Validating the predicted drug-disease associations

Distribution of predicted values

   The overview of predicted interaction values is shown in Fig. [106]4.
   From the histogram we can see that the predicted values of most of
   drug-disease pairs are around zeros (In fact, there are only 20% of the
   pairs with predicted values bigger than 0.1), suggesting that only a
   small part of the unknown drug-disease pairs have repositioning
   relations, which is consistent with the common sense that the
   drug-disease treatments are specific. And the predicted values of
   drug-disease pairs with known treatment relationships are above 0.8,
   but it is not easy to find them in the histogram.

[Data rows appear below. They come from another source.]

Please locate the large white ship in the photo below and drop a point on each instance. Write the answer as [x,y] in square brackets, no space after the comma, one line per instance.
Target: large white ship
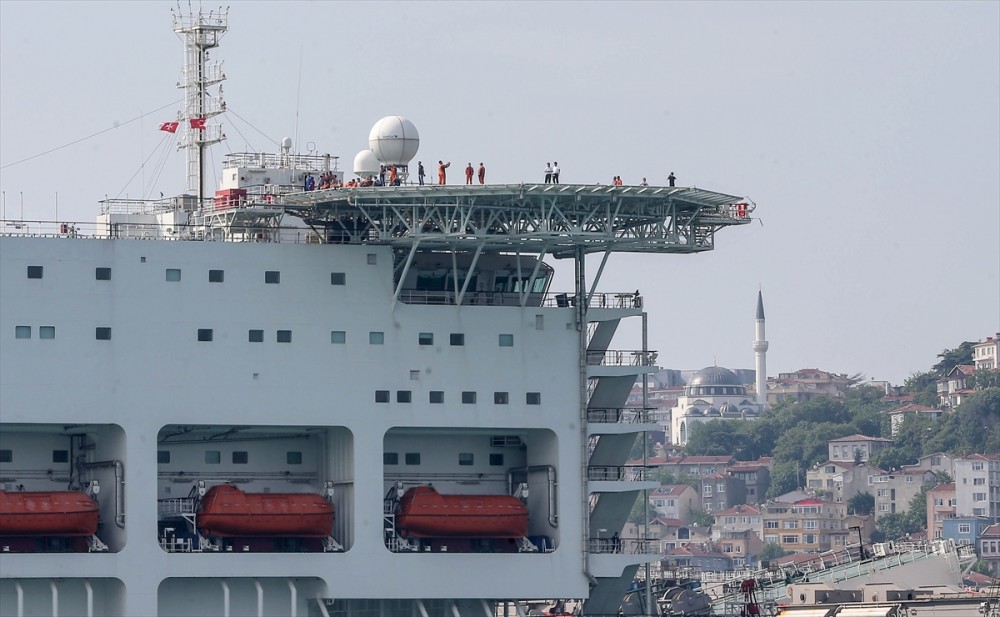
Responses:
[343,401]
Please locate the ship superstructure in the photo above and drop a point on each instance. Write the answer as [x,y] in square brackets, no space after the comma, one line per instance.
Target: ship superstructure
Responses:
[342,401]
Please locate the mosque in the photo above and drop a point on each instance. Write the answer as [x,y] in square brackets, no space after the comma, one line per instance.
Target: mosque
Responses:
[717,393]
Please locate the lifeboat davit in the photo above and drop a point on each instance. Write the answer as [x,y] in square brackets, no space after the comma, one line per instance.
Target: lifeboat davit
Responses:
[48,513]
[225,511]
[425,513]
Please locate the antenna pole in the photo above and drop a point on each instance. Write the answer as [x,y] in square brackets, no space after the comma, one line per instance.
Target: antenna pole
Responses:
[200,80]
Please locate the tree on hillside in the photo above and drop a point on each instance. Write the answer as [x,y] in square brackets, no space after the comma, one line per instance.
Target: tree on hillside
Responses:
[950,358]
[862,503]
[923,387]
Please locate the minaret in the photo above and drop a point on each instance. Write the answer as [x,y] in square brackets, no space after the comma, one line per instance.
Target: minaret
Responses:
[760,354]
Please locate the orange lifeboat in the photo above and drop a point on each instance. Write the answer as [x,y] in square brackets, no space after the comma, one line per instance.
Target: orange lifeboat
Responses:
[48,513]
[226,511]
[425,513]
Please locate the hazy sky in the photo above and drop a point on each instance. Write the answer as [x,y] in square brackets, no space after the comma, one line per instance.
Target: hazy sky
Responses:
[868,134]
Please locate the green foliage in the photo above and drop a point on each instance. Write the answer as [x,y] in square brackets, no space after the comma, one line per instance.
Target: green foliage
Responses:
[950,358]
[861,503]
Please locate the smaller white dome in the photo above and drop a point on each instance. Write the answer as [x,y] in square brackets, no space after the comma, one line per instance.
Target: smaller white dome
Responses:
[366,164]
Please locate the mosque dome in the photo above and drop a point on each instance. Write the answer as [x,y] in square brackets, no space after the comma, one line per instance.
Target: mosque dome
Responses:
[714,376]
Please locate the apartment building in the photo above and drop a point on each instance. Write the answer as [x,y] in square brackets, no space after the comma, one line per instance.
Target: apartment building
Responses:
[977,486]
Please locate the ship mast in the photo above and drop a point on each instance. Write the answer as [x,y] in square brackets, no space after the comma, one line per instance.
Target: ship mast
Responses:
[201,81]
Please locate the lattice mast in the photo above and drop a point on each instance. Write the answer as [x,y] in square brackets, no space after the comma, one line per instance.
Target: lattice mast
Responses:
[201,81]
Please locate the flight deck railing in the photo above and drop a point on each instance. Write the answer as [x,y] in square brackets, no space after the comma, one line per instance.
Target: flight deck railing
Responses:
[620,415]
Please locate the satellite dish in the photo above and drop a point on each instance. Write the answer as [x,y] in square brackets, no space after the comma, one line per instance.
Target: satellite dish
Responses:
[394,140]
[366,164]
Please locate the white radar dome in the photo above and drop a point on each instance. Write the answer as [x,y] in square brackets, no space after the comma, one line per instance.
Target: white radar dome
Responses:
[366,164]
[394,140]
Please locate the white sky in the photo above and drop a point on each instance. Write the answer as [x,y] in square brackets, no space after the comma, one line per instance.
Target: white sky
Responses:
[868,133]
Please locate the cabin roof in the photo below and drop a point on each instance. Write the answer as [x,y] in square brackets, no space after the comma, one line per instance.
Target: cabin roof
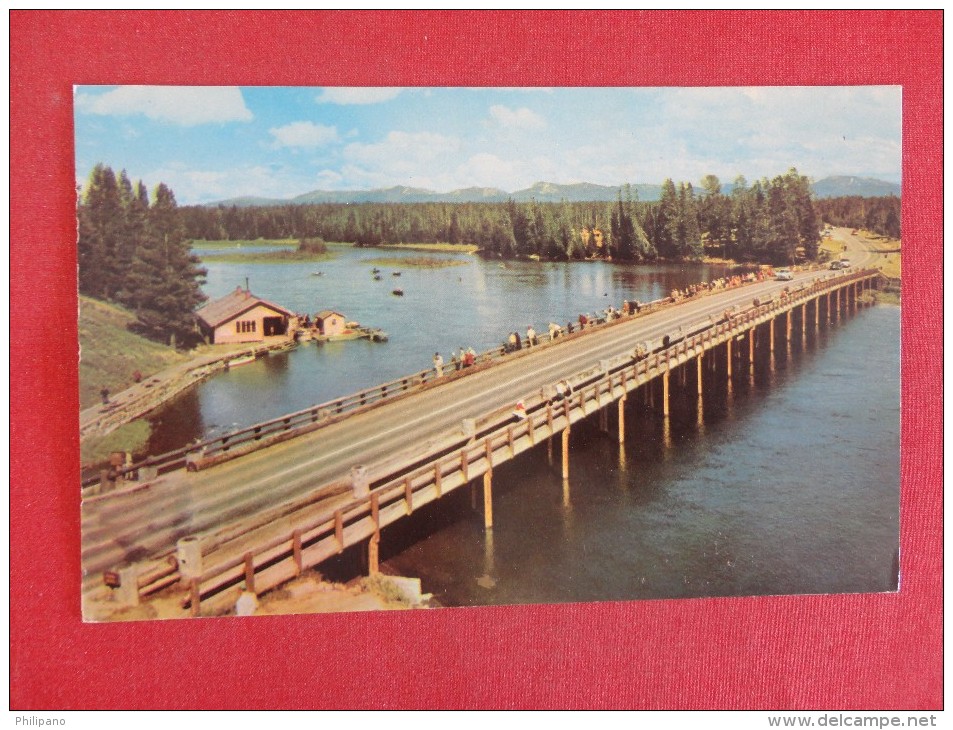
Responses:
[233,305]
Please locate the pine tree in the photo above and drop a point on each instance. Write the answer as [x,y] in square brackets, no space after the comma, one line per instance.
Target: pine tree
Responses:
[667,221]
[165,276]
[100,226]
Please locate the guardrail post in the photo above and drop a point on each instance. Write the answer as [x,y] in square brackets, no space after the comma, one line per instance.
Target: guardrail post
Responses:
[373,554]
[189,557]
[360,481]
[195,597]
[128,591]
[339,530]
[250,572]
[665,376]
[296,551]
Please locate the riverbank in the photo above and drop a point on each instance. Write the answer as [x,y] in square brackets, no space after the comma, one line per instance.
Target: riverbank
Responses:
[140,375]
[309,593]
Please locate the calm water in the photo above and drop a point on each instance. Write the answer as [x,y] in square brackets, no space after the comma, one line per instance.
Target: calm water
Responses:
[475,304]
[789,484]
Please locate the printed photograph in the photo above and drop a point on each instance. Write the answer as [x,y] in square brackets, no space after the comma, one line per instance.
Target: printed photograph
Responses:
[361,349]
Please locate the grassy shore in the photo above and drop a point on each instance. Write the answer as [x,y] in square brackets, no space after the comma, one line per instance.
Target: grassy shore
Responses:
[109,355]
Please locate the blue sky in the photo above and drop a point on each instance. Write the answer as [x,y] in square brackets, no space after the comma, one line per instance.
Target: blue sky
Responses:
[212,143]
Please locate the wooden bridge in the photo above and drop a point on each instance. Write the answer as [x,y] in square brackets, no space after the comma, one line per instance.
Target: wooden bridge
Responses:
[278,498]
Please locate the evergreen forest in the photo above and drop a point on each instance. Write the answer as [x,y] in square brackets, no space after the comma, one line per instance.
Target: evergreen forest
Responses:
[134,249]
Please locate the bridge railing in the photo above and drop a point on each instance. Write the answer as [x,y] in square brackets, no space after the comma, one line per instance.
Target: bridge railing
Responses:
[397,489]
[252,437]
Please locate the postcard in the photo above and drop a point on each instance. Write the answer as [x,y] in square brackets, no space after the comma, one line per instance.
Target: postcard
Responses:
[363,348]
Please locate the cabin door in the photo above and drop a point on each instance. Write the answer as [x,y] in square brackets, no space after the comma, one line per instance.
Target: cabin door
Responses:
[273,326]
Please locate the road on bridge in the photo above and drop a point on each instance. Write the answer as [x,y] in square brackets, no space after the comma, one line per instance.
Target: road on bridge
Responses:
[134,527]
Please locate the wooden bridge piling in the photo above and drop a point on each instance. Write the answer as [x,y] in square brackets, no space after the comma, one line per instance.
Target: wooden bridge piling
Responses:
[700,361]
[566,453]
[665,388]
[310,543]
[488,500]
[622,402]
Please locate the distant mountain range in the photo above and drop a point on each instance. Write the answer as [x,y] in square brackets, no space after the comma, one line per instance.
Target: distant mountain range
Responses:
[543,192]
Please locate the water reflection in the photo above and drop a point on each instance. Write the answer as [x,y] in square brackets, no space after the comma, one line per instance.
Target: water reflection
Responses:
[732,507]
[477,303]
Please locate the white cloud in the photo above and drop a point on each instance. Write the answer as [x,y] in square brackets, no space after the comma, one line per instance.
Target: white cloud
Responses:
[303,134]
[195,186]
[357,94]
[403,149]
[521,118]
[184,105]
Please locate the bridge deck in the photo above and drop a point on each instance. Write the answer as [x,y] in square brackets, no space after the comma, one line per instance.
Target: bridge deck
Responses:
[276,487]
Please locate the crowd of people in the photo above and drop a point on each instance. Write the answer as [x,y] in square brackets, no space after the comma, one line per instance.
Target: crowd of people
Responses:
[466,357]
[725,282]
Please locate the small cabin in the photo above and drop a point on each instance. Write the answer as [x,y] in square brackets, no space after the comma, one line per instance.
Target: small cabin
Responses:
[242,317]
[329,322]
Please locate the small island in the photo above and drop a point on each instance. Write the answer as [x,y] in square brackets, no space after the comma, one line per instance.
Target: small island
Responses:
[307,250]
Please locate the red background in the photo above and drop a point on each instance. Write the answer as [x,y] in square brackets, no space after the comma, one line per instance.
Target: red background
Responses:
[821,652]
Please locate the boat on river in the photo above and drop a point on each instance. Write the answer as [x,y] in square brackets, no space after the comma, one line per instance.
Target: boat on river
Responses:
[353,332]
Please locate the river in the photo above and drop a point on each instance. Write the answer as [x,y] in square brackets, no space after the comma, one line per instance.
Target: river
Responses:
[788,484]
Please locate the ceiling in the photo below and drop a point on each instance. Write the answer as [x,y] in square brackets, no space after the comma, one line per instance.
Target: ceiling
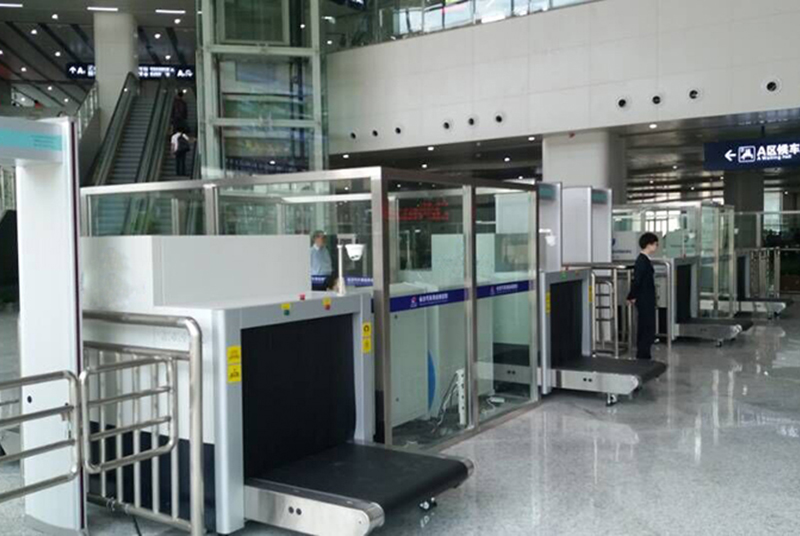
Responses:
[37,47]
[661,160]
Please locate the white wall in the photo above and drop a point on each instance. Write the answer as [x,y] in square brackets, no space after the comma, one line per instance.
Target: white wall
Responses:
[565,70]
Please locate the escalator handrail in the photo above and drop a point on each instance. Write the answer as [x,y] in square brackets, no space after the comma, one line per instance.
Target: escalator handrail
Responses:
[113,136]
[140,210]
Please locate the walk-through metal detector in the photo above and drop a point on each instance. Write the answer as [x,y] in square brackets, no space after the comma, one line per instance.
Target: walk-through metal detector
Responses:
[567,300]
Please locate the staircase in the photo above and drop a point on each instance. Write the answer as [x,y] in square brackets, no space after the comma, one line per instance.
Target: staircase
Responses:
[168,172]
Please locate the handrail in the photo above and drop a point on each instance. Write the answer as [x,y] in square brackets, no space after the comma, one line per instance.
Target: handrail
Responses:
[113,136]
[138,211]
[196,524]
[70,411]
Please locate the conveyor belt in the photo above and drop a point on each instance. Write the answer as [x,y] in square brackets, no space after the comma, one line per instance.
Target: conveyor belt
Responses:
[645,369]
[386,477]
[745,324]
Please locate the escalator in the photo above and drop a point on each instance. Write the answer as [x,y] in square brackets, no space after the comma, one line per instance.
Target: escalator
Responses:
[136,150]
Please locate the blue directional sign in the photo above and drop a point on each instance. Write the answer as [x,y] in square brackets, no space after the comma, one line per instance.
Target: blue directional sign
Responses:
[752,154]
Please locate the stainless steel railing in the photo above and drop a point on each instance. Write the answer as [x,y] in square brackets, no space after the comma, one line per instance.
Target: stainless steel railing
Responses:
[69,412]
[134,378]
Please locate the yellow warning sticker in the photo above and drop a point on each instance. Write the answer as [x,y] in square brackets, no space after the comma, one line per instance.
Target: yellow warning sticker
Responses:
[234,355]
[234,373]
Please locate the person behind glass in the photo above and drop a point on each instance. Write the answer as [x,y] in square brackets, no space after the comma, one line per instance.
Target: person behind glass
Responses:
[180,146]
[643,295]
[321,263]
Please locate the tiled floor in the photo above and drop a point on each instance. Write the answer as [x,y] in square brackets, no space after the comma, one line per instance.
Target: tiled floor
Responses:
[713,448]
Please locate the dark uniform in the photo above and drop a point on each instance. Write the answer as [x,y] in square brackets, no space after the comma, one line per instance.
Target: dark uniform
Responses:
[643,291]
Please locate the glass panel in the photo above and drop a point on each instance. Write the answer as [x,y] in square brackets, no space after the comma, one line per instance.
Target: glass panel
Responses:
[156,213]
[267,151]
[506,296]
[269,88]
[428,313]
[331,213]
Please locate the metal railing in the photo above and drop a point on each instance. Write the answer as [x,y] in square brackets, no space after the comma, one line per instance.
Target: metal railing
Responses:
[69,412]
[605,306]
[141,365]
[113,136]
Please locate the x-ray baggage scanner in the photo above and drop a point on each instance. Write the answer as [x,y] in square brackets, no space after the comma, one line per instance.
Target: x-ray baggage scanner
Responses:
[289,405]
[566,301]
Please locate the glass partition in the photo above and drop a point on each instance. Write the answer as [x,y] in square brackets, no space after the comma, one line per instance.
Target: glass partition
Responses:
[461,340]
[506,270]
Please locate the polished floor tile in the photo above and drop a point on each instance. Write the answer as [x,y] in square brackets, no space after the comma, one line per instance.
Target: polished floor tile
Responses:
[712,448]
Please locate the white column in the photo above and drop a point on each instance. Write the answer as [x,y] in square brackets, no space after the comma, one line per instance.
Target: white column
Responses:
[590,158]
[116,55]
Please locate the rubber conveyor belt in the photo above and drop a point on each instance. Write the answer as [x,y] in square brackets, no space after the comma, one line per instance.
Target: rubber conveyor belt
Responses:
[348,489]
[389,478]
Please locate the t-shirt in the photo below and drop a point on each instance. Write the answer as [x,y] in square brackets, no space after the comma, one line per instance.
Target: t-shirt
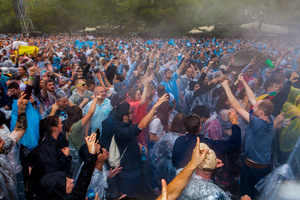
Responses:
[76,137]
[156,128]
[258,142]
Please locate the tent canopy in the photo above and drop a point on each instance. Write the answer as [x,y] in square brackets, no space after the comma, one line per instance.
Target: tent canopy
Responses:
[265,28]
[202,29]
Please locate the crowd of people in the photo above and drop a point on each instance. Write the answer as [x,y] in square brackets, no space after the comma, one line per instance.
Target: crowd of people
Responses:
[131,118]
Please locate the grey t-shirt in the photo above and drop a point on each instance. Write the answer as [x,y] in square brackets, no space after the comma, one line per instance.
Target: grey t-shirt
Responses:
[258,143]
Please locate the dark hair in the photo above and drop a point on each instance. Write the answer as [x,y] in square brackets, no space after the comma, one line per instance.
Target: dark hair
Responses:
[46,126]
[162,114]
[260,81]
[192,84]
[161,90]
[213,56]
[13,85]
[132,92]
[2,118]
[166,71]
[192,124]
[90,82]
[221,103]
[116,100]
[178,124]
[268,84]
[78,79]
[120,77]
[24,68]
[201,111]
[267,106]
[74,115]
[122,110]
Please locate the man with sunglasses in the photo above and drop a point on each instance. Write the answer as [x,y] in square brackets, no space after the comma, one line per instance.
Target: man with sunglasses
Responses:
[81,96]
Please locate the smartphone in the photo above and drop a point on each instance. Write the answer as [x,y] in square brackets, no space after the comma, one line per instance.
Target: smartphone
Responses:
[98,134]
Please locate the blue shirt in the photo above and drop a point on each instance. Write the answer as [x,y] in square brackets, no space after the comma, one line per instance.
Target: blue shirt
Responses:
[258,143]
[171,86]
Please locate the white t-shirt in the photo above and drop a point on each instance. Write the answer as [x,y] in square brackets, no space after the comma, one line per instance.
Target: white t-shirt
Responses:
[156,128]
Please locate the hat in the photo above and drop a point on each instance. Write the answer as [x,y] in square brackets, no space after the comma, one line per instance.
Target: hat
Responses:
[59,94]
[210,161]
[4,70]
[223,67]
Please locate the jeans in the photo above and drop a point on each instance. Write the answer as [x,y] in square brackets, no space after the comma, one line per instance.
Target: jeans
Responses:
[249,177]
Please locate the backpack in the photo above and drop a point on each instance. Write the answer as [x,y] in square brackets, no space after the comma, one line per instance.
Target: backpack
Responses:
[114,158]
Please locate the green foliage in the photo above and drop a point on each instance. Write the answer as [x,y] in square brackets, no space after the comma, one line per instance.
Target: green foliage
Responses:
[153,17]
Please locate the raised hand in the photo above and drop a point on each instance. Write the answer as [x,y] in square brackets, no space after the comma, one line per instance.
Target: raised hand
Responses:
[66,151]
[22,102]
[233,117]
[164,191]
[161,100]
[198,155]
[114,172]
[241,78]
[91,143]
[252,61]
[225,83]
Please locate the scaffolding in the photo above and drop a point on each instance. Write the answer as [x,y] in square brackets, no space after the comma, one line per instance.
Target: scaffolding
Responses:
[22,13]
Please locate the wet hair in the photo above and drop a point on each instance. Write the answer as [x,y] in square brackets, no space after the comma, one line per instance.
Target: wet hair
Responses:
[268,84]
[90,82]
[201,111]
[116,100]
[122,110]
[192,124]
[160,90]
[120,77]
[267,106]
[132,92]
[24,68]
[47,125]
[192,84]
[74,115]
[13,85]
[59,94]
[260,81]
[162,114]
[2,118]
[213,56]
[178,124]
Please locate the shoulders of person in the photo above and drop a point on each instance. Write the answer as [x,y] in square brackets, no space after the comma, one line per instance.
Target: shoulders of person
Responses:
[88,93]
[76,126]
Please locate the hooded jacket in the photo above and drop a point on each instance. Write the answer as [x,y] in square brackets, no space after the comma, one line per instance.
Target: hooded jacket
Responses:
[54,184]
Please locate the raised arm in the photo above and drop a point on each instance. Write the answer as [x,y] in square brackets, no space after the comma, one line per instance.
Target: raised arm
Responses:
[234,103]
[248,90]
[21,124]
[147,119]
[90,113]
[178,184]
[181,66]
[146,82]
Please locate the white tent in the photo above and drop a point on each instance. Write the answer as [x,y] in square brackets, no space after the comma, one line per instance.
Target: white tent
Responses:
[202,29]
[265,28]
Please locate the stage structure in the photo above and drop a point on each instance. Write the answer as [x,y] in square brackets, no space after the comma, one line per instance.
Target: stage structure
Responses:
[22,13]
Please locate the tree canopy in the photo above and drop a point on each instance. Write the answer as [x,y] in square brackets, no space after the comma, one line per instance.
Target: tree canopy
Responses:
[156,17]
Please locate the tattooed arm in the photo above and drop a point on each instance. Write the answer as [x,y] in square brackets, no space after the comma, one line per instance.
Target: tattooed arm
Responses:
[21,124]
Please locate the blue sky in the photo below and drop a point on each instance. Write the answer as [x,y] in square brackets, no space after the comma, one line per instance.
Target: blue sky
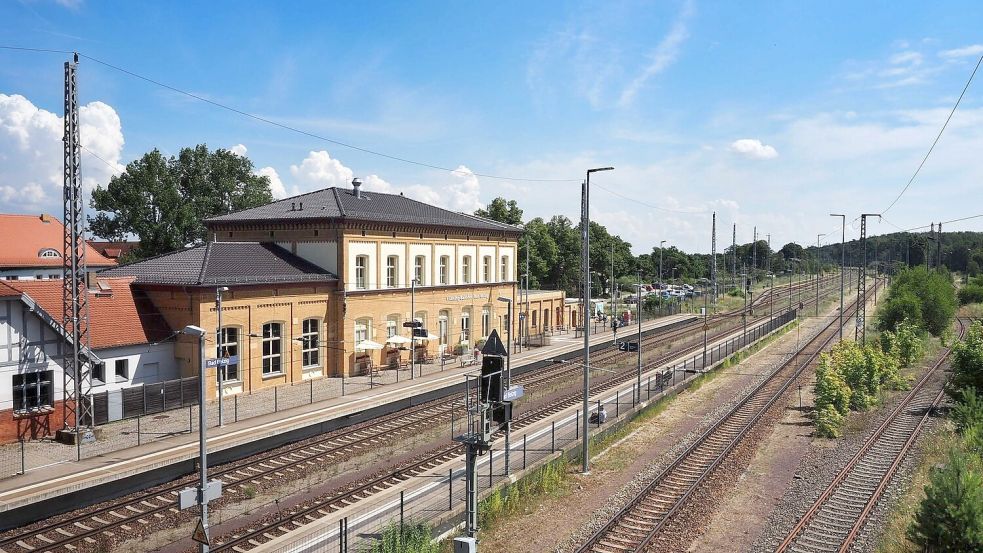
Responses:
[772,114]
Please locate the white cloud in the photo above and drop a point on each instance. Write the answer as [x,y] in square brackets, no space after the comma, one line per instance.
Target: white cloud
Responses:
[753,148]
[965,51]
[31,152]
[663,56]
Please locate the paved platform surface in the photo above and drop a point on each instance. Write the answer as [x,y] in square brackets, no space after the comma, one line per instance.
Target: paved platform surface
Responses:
[65,478]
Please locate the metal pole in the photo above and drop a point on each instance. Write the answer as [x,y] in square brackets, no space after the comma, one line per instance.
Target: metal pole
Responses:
[218,354]
[639,349]
[202,446]
[585,256]
[412,334]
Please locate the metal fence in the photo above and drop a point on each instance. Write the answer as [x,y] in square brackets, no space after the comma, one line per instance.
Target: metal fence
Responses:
[438,497]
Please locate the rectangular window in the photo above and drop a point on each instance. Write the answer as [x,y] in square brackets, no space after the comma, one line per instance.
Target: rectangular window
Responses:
[122,370]
[33,390]
[230,348]
[444,269]
[98,374]
[272,348]
[361,272]
[418,274]
[392,280]
[310,342]
[466,270]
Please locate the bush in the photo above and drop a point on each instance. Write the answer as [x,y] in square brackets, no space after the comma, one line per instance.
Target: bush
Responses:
[971,293]
[967,362]
[417,538]
[904,343]
[950,518]
[926,298]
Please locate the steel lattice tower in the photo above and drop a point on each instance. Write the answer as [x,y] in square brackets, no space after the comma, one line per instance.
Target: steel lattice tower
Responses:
[75,319]
[713,257]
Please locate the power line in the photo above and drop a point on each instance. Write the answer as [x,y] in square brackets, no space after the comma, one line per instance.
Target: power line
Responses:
[937,137]
[282,125]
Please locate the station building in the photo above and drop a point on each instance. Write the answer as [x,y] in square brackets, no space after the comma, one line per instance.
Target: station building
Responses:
[127,347]
[32,248]
[397,260]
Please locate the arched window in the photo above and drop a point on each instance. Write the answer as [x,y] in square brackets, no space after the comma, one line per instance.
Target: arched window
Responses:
[229,348]
[419,264]
[466,270]
[361,272]
[392,271]
[486,320]
[442,329]
[272,348]
[392,325]
[445,269]
[310,342]
[466,324]
[363,329]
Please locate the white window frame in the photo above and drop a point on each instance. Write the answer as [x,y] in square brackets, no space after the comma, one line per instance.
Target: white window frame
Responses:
[466,269]
[228,349]
[445,269]
[310,343]
[419,270]
[361,272]
[392,271]
[272,362]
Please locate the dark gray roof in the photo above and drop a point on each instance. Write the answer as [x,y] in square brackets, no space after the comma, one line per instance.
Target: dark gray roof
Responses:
[218,263]
[341,203]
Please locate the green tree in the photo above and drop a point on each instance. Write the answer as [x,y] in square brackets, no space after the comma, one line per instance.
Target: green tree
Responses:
[950,517]
[163,201]
[503,211]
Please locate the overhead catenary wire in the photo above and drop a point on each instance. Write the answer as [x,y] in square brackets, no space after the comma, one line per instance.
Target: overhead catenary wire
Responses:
[937,138]
[284,126]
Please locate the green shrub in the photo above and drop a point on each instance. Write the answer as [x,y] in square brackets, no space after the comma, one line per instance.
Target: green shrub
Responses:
[967,362]
[971,293]
[416,537]
[950,517]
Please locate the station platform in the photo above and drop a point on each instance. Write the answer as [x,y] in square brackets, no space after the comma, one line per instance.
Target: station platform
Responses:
[64,486]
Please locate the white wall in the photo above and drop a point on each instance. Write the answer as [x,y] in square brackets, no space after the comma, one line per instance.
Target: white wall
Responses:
[147,364]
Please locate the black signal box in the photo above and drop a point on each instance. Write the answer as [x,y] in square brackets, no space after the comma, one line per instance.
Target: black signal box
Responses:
[491,379]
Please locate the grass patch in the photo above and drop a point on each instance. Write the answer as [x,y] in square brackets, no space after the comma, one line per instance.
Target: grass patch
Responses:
[895,536]
[519,498]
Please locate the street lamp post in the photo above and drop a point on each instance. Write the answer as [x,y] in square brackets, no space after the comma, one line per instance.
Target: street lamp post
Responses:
[842,264]
[218,351]
[585,255]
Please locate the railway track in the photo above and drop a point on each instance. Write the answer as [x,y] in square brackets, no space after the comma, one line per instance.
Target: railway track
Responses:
[299,516]
[132,513]
[637,526]
[836,518]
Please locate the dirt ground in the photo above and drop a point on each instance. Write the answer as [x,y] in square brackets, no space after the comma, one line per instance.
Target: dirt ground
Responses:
[555,519]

To display the
   distribution of significant predicted values more clearly, we further
   ploted a subplot in Fig. [107]4. The predicted values of pairs with
   known treatment relations (red points) are larger than most of pairs
   with unknown relations (blue points), which also indicates that our
   method can capture the known knowledge very well.

Fig. 4.

   Fig. 4
   [108]Open in a new tab

   The overview of the predicted scores. The histogram represents the
   distribution of predicted values of all drug-disease pairs. The red and
   blue points in the subplot represent the predicted values of observed
   true treatment relations and other drug-disease pairs (unknown
   treatment relations) respectively

Validation in tissue-specific expression data

   If a disease is manifested in a tissue in which the targets (genes) of
   a drug are also expressed, then the drug is more likely to have
   treatment association with the disease. Based on this hypothesis, we
   utilize tissue-specific expression data to check whether our predicted
   results are reasonable or not. On one hand, we gather the
   disease-tissue associations from literature [[109]38]. On the other
   hand, we get target-tissue (gene-tissue) associations from
   tissue-specific gene expression data [[110]39], then further obtain the
   drug-tissue associations. We observe the predicted association scores
   of drug-disease pairs associated with the same tissue (Table [111]3).
   As expected, those scores (from 0.09 to 0.33) are far greater than the
   average (0.014) of all drug-disease association scores, which further
   shows the efficiency and rationality of SSGC to discover the potential
   drug-disease associations.

Table 3.

   The drug-disease pairs related to the same tissue
   Tissue Drug Disease Value
   Pancreas Acetylsalicylic acid (DB00945) Diabetes Mellitus,
   Noninsulin-Dependent (125853) 0.20
   Pancreas Acetylsalicylic acid (DB00945) Cystic fibrosis by Pseudomonas
   aeruginosa (219700) 0.32
   Pancreas Acetaminophen (DB00316) Diabetes Mellitus,
   Noninsulin-Dependent (125853) 0.13
   Pancreas Acetaminophen (DB00316) Cystic fibrosis by Pseudomonas
   aeruginosa (219700) 0.26
   Skeletal Muscle Acetaminophen (DB00316) Myasthenic syndrome (601462)
   0.22
   Skin Lorazepam (DB00186) Immunodysregulation, Polyendo-crinopathy, And
   X-Linked Enteropathy (304790) 0.17
   Testis Lorazepam (DB00186) Persistent Mullerian duct syndrome, type II
   (261550) 0.09
   Testis Alprazolam (DB00404) Persistent Mullerian duct syndrome, type II
   (261550) 0.10
   Testis Acetaminophen (DB00316) Persistent Mullerian duct syndrome, type
   II (261550) 0.24
   Heart Acetylsalicylic acid (DB00945) Thrombosis, Susceptibility to
   thrombin defect; thph1 (188050) 0.20
   Heart Acetaminophen (DB00316) Thrombosis, Susceptibility to thrombin
   defect; thph1 (188050) 0.33
   Heart Acetaminophen (DB00316) Afibrinogenemia, congenital (202400) 0.25
   Heart Acetylsalicylic acid (DB00945) Afibrinogenemia, congenital
   (202400) 0.24
   [112]Open in a new tab

Case studies for potential drug-disease relations

   We select four diseases as case studies: Huntington disease (HD, OMIM
   143100), Non-small-cell lung cancer (NSCLC, OMIM 211980), Alcohol
   dependence (AD, OMIM 103780) and Small-cell lung cancer (SCLC, OMIM
   182280). After excluding the known approved drugs which are also
   predicted in the results (value > 0.8), we observe other predicted
   top-20 ranked drugs. The investigation of the predicted drug-disease
   associations included three parts as follows.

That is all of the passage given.